12 August 2021
Who does this notice affect?
This notice is for all airlines, freight forwarders, pet transport companies and importers of cats and dogs to Australia.
What has changed?
The department has seen an increase in the number of elderly cats and dogs being imported with chronic illnesses and medical conditions.
The Post Entry Quarantine facility is receiving a high number of client enquiries regarding the importation of animals that are elderly or have chronic illnesses and require a high level of veterinary care and treatment, such as kidney disease requiring intravenous or subcutaneous fluid injections or cancer requiring chemotherapy treatment.
It is the department’s experience that even animals with well managed chronic medical conditions can often arrive in Australia in a state of distress and poor health. International travel can cause them to de-stabilise and rapidly deteriorate.
Know your import requirements prior to exporting your pet
It is an import condition that the dog or cat must be healthy and fit to undertake the journey to Australia and undergo quarantine.
You should consider your animal's age and condition, and how they will cope with long distance travel and climatic stress, when deciding to send your animal to Australia.
It is also a condition of import that cats and dogs undergo a final pre-export veterinary examination by a government-approved or official government veterinarian within 5 days of the date of export to Australia. At the time of final pre-export veterinary examination, cats and dogs must be:
- certified as healthy and fit to travel to Australia and undergo quarantine
- free of clinical signs of infectious and contagious disease
It is the responsibility of the endorsing government approved vet to determine if an animal is fit and well to travel. It is important to talk to your veterinarian about whether your animal is a suitable candidate for international travel and is fit and stable with a relatively simple medical regime that can be easily administered by biosecurity staff at the Post Entry Quarantine facility if required.
You should reconsider importing your cat or dog if they are not healthy and fit to safely travel and undergo quarantine.
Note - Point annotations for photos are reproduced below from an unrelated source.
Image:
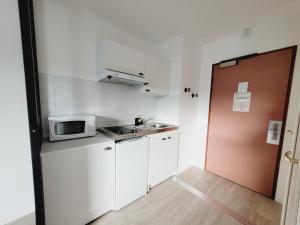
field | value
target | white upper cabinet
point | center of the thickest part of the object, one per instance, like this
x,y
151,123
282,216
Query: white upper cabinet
x,y
157,71
116,56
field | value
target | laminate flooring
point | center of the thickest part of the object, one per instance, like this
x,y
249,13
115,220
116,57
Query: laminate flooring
x,y
171,203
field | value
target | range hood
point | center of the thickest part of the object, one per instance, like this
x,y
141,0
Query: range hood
x,y
118,77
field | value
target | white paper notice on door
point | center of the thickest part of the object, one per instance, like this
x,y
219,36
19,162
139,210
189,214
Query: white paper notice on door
x,y
241,102
243,87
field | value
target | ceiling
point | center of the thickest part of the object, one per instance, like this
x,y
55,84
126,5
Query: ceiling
x,y
160,20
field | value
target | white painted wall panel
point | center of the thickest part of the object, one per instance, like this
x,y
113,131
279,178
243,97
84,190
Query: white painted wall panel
x,y
16,189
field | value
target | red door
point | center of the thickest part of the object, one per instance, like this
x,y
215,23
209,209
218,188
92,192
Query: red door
x,y
238,148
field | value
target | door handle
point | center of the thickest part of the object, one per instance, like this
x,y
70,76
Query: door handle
x,y
289,157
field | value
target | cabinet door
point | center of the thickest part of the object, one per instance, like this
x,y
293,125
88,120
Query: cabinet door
x,y
101,175
158,74
171,149
116,56
78,184
163,156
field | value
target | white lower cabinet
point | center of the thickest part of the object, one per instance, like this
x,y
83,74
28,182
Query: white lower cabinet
x,y
163,156
78,184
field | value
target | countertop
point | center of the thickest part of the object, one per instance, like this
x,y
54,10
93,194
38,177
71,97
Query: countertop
x,y
49,147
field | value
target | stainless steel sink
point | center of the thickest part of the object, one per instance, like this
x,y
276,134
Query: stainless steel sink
x,y
157,126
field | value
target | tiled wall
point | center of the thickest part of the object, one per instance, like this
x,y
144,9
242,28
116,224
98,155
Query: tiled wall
x,y
112,104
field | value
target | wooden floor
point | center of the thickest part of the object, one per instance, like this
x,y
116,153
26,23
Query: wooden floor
x,y
171,204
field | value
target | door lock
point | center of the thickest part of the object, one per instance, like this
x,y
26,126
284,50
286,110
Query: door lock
x,y
289,157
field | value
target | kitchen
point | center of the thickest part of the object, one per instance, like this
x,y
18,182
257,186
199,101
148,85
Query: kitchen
x,y
138,116
136,145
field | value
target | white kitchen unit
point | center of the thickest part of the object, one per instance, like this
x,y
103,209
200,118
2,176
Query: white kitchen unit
x,y
163,156
78,177
116,56
131,170
158,73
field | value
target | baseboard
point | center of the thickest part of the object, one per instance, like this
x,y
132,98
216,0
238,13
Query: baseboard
x,y
28,219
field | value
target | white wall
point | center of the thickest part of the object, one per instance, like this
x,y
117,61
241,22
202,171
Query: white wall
x,y
68,38
67,43
167,108
268,36
16,189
You may need to delay your animal’s import to Australia until their health has improved.
What should you consider before importing an animal requiring special care to Australia?
Whilst your animal will be well cared for during their time at the Post Entry Quarantine facility, you should think about the stress that your animal may experience with international travel and quarantine stay. Stress may exacerbate pre-existing conditions or worsen the health status of animals with special medical needs.
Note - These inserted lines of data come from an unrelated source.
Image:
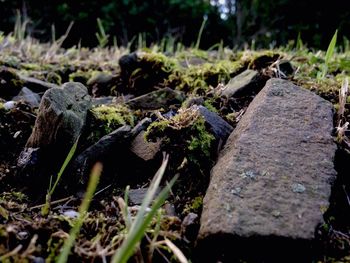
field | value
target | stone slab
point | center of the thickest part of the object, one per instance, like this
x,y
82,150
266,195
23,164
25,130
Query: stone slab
x,y
273,177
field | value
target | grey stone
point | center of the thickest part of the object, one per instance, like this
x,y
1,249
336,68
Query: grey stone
x,y
242,84
143,149
61,117
60,120
161,98
273,178
136,196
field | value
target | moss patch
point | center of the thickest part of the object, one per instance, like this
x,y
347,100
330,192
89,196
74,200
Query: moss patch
x,y
185,135
108,118
199,78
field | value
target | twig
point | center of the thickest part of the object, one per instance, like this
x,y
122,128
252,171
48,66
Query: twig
x,y
52,203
The PEQ website now has comprehensive information about importing animals with special care requirements. You must notify us if your animal has any medical requirements when making your quarantine booking so we can ensure appropriate care of your animal. In such circumstances, we will require additional information from your treating veterinarian to correctly manage the condition by completing a special care animal declaration outlining the animal’s condition/s and care requirements which can be submitted to PEQservices@awe.gov.au
What level of care to expect during post-entry quarantine in Australia
The facility is staffed within the daylight hours of 0800 and 1600. Care is provided during these hours; cats and dogs are not monitored outside of these hours.
Our government veterinarians at the PEQ examine incoming animals for evidence of biosecurity concerns. They do not provide general veterinary care, consultation, prescribe or dispense medication for treatment of conditions not related to biosecurity.
As a pet owner, you must consider whether it is in your pet’s best interests to be subject to long distance travel and the 10 days stay in quarantine. If you elect to import your pet with an underlying medical condition, the department strongly recommends that you arrange for a private veterinarian to examine your pet after their arrival at the quarantine facility. The private veterinarian can determine whether changes to your pet’s care or medication are necessary following any stress associated with importation.
Cats and dogs that are unwell on arrival, or become unwell during quarantine, may require private veterinary attendance at the expense of the person in charge of the animal. Supervision fees will apply and the person in charge is responsible for paying all associated fees.
Deceased animals in transit, on arrival or during quarantine
When a pet dies in transit to Australia, on arrival or during the quarantine period the department may require a postmortem examination to be conducted to determine if the cause of death is from a disease of biosecurity concern.
In recent months the department has seen an increase in animal deaths on arrival or during the quarantine period due to the stress of travel, their age, and chronic medical conditions. The postmortem reports indicate that those animal’s deaths were due to chronic illness or pre-existing medical conditions and unrelated to biosecurity disease.
Pets remain subject to biosecurity control until such time as they have completed the post-entry quarantine period and are in full compliance with the import conditions. In the instance where a pet dies in transit to Australia, on arrival or during the quarantine period, departmental policy requires that deceased animals cannot be released from biosecurity control or returned to the owner as the import conditions have not been fulfilled. The department is unable to provide cremation services and the return of the ashes to the owner. The animal’s remains must be disposed of by deep burial at an approved biosecurity facility.